DNA: The Future Storage Device

DOI : 10.17577/IJERTCONV5IS03009

Download Full-Text PDF Cite this Publication

Text Only Version

DNA: The Future Storage Device

Sakshi Jha1,

1Ganga Institute of Technology and Management, MDU, Rohtak

Mr. Mahesh Kumar Malkani2

2Department of Computer Science Engineering and CFIS, GITAM, MDU, Rohtak

Data Storage has been a great concern since the early ages. With the advent of time, data has been expanding and new storage devices have been satisfying the demand. Demand for data storage is growing on a faster pace .In order to meet this growing need for storage device, a shift from electronic media to molecular DNA has been made. DNA molecule is universal and fundamental data storage unit in biology. 1gram of DNA molecule can store 1 Zettabyte of data. A new encoding scheme that offers controllable redundancy, trading off reliability for density has also been developed. Finally, we highlight trends in biotechnology that indicate the impending practicality of DNA storage for much larger datasets.

  1. INTRODUCTION

    DNA digital data storage is storing digital data in the base sequence of DNA. Artificial DNA made using commercially available oligonucleotide synthesis machine is used for storage and DNA sequencing machines are used for retrieval. This type of storage system is more compact

    than current magnetic tape or hard drive due to its huge density .Digital data universe has been growing exponentially. Trends in data storage are setting new milestones. From floppy disk to tape drives and tape drives to cloud storage have been the new developments in the field of storage devices. Most of the worlds data is stored on magnetic tapes and optical disk drives. Despite this improvement, storing Zetta bytes of data would still take millions of years and space. With the increasing technology and tech-literacy, there is a need for revolution in the arena of archiving. DNA is a good storage medium as it is more compact and dense than the available conventional storage devices. Present long term archival storage system require refreshes to remove the corrupted data. In order to preserve the worlds data ,we need to look for those storage devices that are dense and durable.

    Figure.1[4]Density of DNA Storage

    Synthetic DNA sequences are a solution to store digital data i.e. increasing at an alarming rate.DNA is a extremely dense with a theoretical limit above 1 EB/mm3.DNA based storage is of eternal relevance as long as there is a DNA based life , there will be strong resons to read and write data. Digital data in DNA Storage is mapped into DNA nucleotide sequence[1] , synthesizes the corresponding DNA molecule and stores them . Sequencing the DNA

    molecules and then decoding the digital data back to original data ,these two processes are included in reading the data. Progress in DNA storage has been rapid.The main innovation in this is the use of error correcting encoding scheme to ensure extremely low data loss.This was achieved in 2015 via Reed Solomon Error correction coding and by encapsulating the DNA within silica glass spheres via Solo-gel[2] chemistry.

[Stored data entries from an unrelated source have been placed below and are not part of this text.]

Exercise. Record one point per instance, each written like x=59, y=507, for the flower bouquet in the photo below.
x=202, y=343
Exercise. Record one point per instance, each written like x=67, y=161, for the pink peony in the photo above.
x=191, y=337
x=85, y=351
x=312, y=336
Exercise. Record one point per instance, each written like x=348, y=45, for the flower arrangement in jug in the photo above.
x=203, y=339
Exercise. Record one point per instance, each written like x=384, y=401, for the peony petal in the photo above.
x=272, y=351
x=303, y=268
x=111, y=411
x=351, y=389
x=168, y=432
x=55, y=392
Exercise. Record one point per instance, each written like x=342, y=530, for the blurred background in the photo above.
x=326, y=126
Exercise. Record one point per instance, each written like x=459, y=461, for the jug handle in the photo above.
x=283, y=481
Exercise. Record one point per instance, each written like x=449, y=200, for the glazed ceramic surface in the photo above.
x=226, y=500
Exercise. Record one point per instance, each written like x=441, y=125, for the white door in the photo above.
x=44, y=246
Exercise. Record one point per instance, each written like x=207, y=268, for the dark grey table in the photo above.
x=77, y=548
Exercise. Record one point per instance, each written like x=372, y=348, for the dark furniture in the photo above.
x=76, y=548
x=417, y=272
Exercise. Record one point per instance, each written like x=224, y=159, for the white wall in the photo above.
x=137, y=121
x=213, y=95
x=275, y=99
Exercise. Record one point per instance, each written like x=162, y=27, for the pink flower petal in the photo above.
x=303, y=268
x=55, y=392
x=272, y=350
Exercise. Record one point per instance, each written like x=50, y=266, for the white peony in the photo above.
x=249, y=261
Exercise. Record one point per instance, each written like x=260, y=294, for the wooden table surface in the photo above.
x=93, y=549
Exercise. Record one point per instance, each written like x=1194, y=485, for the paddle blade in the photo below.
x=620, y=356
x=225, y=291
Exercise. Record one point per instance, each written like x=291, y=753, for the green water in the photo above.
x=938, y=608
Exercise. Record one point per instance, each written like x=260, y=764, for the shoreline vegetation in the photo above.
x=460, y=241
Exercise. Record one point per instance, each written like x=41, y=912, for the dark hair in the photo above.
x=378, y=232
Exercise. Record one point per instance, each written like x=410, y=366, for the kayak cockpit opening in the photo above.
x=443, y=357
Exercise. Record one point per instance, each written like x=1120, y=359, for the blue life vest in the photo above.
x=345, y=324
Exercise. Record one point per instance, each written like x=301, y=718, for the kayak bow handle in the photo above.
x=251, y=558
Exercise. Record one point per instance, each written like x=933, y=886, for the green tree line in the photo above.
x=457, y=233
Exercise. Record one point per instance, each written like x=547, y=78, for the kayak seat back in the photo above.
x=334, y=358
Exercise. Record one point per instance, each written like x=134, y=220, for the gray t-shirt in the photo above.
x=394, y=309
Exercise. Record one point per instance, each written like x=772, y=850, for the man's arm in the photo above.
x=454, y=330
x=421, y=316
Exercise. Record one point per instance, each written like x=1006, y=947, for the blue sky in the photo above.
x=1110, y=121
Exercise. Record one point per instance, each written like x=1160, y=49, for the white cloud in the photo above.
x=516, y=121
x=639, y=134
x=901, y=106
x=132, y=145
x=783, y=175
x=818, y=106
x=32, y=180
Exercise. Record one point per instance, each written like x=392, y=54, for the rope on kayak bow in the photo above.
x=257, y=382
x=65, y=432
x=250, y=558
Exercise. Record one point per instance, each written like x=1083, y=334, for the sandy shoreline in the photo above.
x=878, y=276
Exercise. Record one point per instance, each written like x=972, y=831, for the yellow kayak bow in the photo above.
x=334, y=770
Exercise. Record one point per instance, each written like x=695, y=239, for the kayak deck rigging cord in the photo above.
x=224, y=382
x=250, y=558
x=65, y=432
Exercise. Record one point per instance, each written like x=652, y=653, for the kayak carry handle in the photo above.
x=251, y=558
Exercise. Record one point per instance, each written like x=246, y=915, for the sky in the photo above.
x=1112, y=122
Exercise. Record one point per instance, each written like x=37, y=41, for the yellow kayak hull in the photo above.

    Figure.2[5] Synthesis and Sequencing

    With so many developments in the storage and retrieval process from DNA storage device ,there remained a shortcoming. The whole strand of synthetic DNA has to sequenced in order to retrieve only one data set out of the several data sets that are previously encoded.

    To overcome this short come, three classical coding schemes: Huffman coding, Differential coding and Single parity-check coding were applied. Data compression is done using Huffman coding. Differential coding eliminates homo-polymers in DNA strings. Single Parity check were used to add controlled redundancy, which in conjunction with four-fold coverage allows for mitigating assembly errors. Due to dynamic changes in biotechnological systems, none of the above coding schemes proved to be a perfect solution. Furthermore, selection of blocks to be rewritten is made possible by the Prefix Encoding format, while rewriting is performed via two DNA editing techniques, the gBlock and OE-PCR(Overlap Extension PCR) methods. Randomly accessing data in DNA based storage is highly problematic. Read latency is much longer than write latency. Polymerase Chain Reaction, PCR amplifies only the desired data. This design both accelerates, reads and ensures that an entire DNA pool need not be sequenced.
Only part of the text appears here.